Three years after he retired from Major League Baseball, Splittorff was recognized by his former team as the fifth inductee into the Royals Hall of Fame. By then, the man who for 15 accomplished years wore the No. 34 on the back of his work uniform was several years into his new career as a broadcaster.

Splittorff approached his broadcasting duties with the same relentless work ethic and unmitigated desire to be as good as he could be as he did in his baseball career. He was willing to start at the bottom of the sports broadcasting food chain (high school sports) and work his way up, and he showed his uncharacteristic adaptability and versatility by doing play-by-play and color commentary in sports (in this case, college basketball) that fell outside of his professional celebrity and expertise.

Originally from Evansville, Ind., Splittorff served as a college basketball analyst on Big 12 Network broadcasts in the offseason for a number of years and provided color analysis during the baseball season. He partnered with play-by-lay announcers Denny Matthews and Ryan Lefebvre, on Royals' TV broadcasts. And he actually became very good at his new trade, almost as if he was a born natural. That was what Splittorff always wanted you to think...in everything he set out to do.

"There are many former players who've tried broadcasting," Lefebvre said. "but there are very few who became professional broadcasters."

About this time a couple of years,it became very noticeable in his local broadcast assignments that something was not right with his voice. The condition persisted, but Splittorff passed it off, advising anyone who would ask that it was just a virus.

Splittorff stepped aside from his TV game coverage duties, with former Royals teammate Frank White, himself a member of the Royals Hall of Fame, taking his place. Splittorff has continued to do pregame and postgame shows on the Royals TV network the past two seasons, and he was doing so again this season until this past weekend, although it seemed to be getting more difficult to understand him because of his slurred speech.

Those who have known Splittorff a long time and know him well say that he was as interesting and friendly a person as you would ever want to meet. While he was proud of his on-field and off-the-field accomplishments, he also was a very private and humble person, which is why he never felt it was necessary or wanted to make his health condition public knowledge. He never wanted the attention to be on him, but rather on the games and the ballplayers he was covering.

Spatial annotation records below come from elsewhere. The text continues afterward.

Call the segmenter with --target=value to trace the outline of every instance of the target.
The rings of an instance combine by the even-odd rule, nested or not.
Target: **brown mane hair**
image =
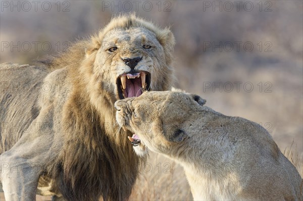
[[[63,148],[56,161],[50,162],[48,171],[59,181],[57,185],[68,200],[97,200],[100,196],[105,200],[125,200],[131,192],[142,159],[128,142],[126,135],[131,134],[116,124],[113,91],[99,84],[99,93],[93,96],[87,90],[93,87],[87,86],[91,80],[97,82],[92,67],[106,33],[118,27],[138,26],[154,32],[162,45],[174,43],[168,29],[161,29],[134,15],[121,16],[112,19],[97,35],[76,42],[49,64],[55,69],[66,67],[73,86],[63,109],[62,123],[67,126],[63,128],[67,131]],[[165,54],[170,65],[171,51]]]

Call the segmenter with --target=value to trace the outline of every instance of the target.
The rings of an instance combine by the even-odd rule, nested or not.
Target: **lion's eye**
[[[152,46],[148,45],[148,44],[143,44],[142,46],[144,49],[149,49],[152,47]]]
[[[117,50],[117,49],[118,49],[118,47],[111,47],[109,49],[109,51],[113,53],[114,52],[116,51]]]
[[[136,113],[133,113],[133,116],[134,117],[134,118],[138,118],[138,115]]]

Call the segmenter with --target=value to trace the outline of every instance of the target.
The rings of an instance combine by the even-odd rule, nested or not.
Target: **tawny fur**
[[[144,42],[153,48],[143,49]],[[43,176],[37,191],[41,194],[62,194],[77,201],[100,196],[127,199],[142,160],[127,141],[130,133],[116,125],[116,81],[130,70],[121,58],[141,55],[135,69],[150,74],[150,89],[169,90],[174,80],[174,43],[168,29],[133,15],[121,16],[98,34],[74,43],[47,62],[48,67],[2,64],[1,122],[7,126],[0,134],[2,163],[10,167],[39,165],[26,174],[12,173],[5,166],[1,179],[6,198],[34,200]],[[109,44],[118,50],[111,54]],[[14,82],[21,87],[36,84],[29,91],[14,91]],[[45,83],[50,90],[41,89]],[[18,123],[26,126],[11,126]],[[45,183],[49,186],[43,188]]]
[[[179,91],[148,92],[116,102],[116,118],[146,148],[184,167],[195,200],[302,200],[301,176],[266,130],[205,102]]]

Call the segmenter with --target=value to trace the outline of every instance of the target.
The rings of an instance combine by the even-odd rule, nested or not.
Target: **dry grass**
[[[296,144],[295,144],[294,148],[292,147],[294,141],[293,140],[292,143],[289,147],[285,147],[283,152],[283,154],[290,161],[298,170],[299,173],[300,173],[301,177],[303,177],[303,161],[302,161],[303,156],[299,156]]]
[[[155,153],[150,153],[146,164],[133,189],[130,200],[192,200],[183,168]]]
[[[303,177],[302,156],[299,156],[296,145],[293,141],[286,147],[283,154],[294,165]],[[142,171],[133,188],[130,200],[192,200],[190,188],[183,168],[171,160],[157,154],[152,153],[147,163],[152,165],[152,172]],[[157,165],[168,163],[171,164],[170,173],[159,172]]]

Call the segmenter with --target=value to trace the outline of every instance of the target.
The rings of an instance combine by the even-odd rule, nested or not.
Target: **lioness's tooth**
[[[125,75],[121,76],[121,83],[122,83],[122,87],[123,87],[123,89],[125,89],[126,88],[126,76]]]
[[[145,87],[145,74],[144,73],[141,73],[141,83],[142,83],[142,87]]]

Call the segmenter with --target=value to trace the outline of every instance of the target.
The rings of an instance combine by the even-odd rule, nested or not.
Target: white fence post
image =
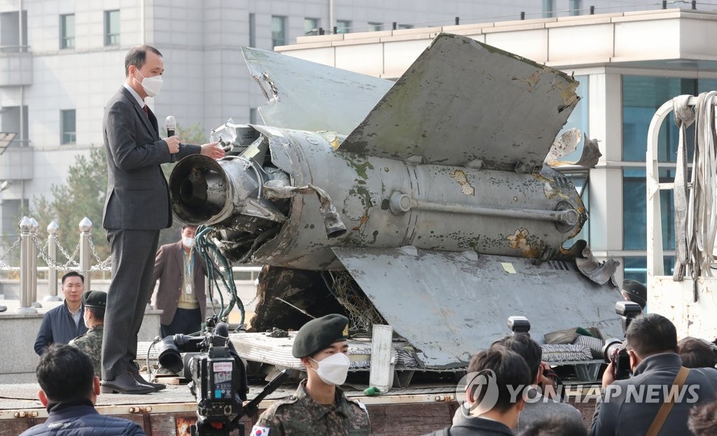
[[[60,226],[55,222],[47,225],[47,257],[49,262],[47,265],[47,293],[44,298],[46,301],[60,301],[57,296],[57,231]]]
[[[87,217],[80,222],[80,230],[82,232],[80,234],[80,273],[85,276],[85,290],[91,290],[90,271],[92,266],[92,246],[90,240],[92,238],[92,222]]]
[[[31,248],[32,247],[32,237],[30,235],[30,230],[32,229],[32,222],[27,217],[23,217],[20,220],[20,307],[17,311],[19,313],[37,313],[37,310],[30,307],[32,302],[31,300],[32,285],[31,284],[30,275],[33,273],[30,270],[32,261],[30,259],[32,255]]]

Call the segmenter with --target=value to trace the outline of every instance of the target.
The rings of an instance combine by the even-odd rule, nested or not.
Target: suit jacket
[[[169,191],[160,164],[170,161],[167,143],[159,138],[157,118],[145,114],[124,87],[107,103],[103,121],[107,152],[105,229],[158,230],[172,224]],[[201,153],[181,144],[178,159]]]
[[[191,253],[194,259],[193,290],[199,303],[201,318],[206,314],[206,295],[204,293],[204,275],[206,275],[206,264],[196,251]],[[184,268],[184,247],[181,241],[174,244],[162,245],[157,250],[154,258],[154,275],[152,284],[159,280],[159,288],[154,298],[154,308],[164,311],[159,318],[160,323],[168,326],[174,318],[174,313],[181,295],[182,270]]]

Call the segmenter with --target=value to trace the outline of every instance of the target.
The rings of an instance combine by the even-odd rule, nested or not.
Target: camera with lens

Hindsight is 20/20, of course, but now we know that the increasing difficulty Splittorff was having with his voice and speech patterns was far more serious than just a viral infection, but rather complications from the advancement of cancer. And now he is literally in the late innings in the fight of his life.

Splittorff was always a fighter and a person who was willing to work harder than everyone else and determined and disciplined enough to do and be the best he could at anything he endeavored to do.

Said Lefebvre: I never worked a game with him where I felt like he was giving a little less effort today than he did yesterday. There was never a day he just leaned on being Paul Splittorff."

That was the life Paul Splittorff lived. He may not physically be with us any longer, but his memory and legacy lives on. He may have been a very private man, but all of us benefited in some way from his participation and presence in our community these past 40 years.